LevelGraph is an OPEN Open Source Project. This means that:

Individuals making significant and valuable contributions are given commit-access to the project to contribute as they see fit. This project is more like an open wiki than a standard guarded open source project.

See the CONTRIBUTING.md file for more details.

LevelGraph builds on the excellent work on both the LevelUp community and the LevelDB and Snappy teams from Google and additional contributors. LevelDB and Snappy are both issued under the New BSD Licence.

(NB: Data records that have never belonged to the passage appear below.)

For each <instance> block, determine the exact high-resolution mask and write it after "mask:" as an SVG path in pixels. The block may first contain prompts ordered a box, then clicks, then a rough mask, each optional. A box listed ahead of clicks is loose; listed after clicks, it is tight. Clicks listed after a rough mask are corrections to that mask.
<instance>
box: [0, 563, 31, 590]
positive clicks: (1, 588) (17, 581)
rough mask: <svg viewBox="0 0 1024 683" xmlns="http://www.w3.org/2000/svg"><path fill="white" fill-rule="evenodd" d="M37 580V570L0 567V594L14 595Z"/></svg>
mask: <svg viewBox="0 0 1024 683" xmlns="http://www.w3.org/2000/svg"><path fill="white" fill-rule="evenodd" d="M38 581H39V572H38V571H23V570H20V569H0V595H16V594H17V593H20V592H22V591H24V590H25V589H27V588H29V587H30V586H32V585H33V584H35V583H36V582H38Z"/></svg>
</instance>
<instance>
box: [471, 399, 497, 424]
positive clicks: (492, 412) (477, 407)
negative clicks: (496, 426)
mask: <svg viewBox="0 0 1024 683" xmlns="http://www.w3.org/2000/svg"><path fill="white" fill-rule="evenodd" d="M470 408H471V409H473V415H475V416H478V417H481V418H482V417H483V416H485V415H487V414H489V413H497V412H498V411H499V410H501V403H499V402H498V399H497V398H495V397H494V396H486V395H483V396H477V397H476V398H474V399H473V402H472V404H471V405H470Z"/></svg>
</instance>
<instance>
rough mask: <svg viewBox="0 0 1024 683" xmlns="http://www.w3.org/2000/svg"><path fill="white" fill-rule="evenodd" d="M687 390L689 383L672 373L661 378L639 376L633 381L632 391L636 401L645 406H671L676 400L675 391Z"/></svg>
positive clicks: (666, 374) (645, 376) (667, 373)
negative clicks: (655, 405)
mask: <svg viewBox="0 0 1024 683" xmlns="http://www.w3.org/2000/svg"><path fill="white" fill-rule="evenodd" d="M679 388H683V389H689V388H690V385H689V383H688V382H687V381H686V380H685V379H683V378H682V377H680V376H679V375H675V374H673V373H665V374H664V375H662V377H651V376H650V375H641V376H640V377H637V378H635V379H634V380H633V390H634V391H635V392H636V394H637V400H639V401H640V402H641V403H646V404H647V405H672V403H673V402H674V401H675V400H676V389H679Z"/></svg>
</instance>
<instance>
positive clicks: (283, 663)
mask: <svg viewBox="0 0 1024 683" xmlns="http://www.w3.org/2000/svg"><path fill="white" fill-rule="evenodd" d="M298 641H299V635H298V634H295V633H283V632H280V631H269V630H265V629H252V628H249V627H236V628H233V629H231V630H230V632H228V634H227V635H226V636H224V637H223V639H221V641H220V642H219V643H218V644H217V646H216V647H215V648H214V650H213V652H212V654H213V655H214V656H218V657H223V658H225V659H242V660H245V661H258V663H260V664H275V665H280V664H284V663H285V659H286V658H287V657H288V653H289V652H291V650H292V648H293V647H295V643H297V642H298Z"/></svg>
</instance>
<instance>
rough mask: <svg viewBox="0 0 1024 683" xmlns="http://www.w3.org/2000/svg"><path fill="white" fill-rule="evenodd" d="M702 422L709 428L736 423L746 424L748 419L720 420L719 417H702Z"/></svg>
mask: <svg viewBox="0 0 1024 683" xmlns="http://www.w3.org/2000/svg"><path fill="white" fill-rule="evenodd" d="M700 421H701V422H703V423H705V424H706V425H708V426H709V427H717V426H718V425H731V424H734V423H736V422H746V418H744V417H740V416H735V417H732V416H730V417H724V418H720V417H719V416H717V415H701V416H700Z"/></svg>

LevelGraph is only possible due to the excellent work of the following contributors:

Matteo CollinaGitHub/mcollinaTwitter/@matteocollina
Jeremy TaylorGitHub/jez0990
Elf PavlikGitHub/elf-pavlikTwitter/@elfpavlik
Riceball LEEGitHub/snowyu
Brian WoodwardGitHub/doowbTwitter/@doowb

Copyright (c) 2013-2015 Matteo Collina and LevelGraph Contributors

Permission is hereby granted, free of charge, to any person obtaining a copy of this software and associated documentation files (the "Software"), to deal in the Software without restriction, including without limitation the rights to use, copy, modify, merge, publish, distribute, sublicense, and/or sell copies of the Software, and to permit persons to whom the Software is furnished to do so, subject to the following conditions:

The above copyright notice and this permission notice shall be included in all copies or substantial portions of the Software.

THE SOFTWARE IS PROVIDED "AS IS", WITHOUT WARRANTY OF ANY KIND, EXPRESS OR IMPLIED, INCLUDING BUT NOT LIMITED TO THE WARRANTIES OF MERCHANTABILITY, FITNESS FOR A PARTICULAR PURPOSE AND NONINFRINGEMENT. IN NO EVENT SHALL THE AUTHORS OR COPYRIGHT HOLDERS BE LIABLE FOR ANY CLAIM, DAMAGES OR OTHER LIABILITY, WHETHER IN AN ACTION OF CONTRACT, TORT OR OTHERWISE, ARISING FROM, OUT OF OR IN CONNECTION WITH THE SOFTWARE OR THE USE OR OTHER DEALINGS IN THE SOFTWARE.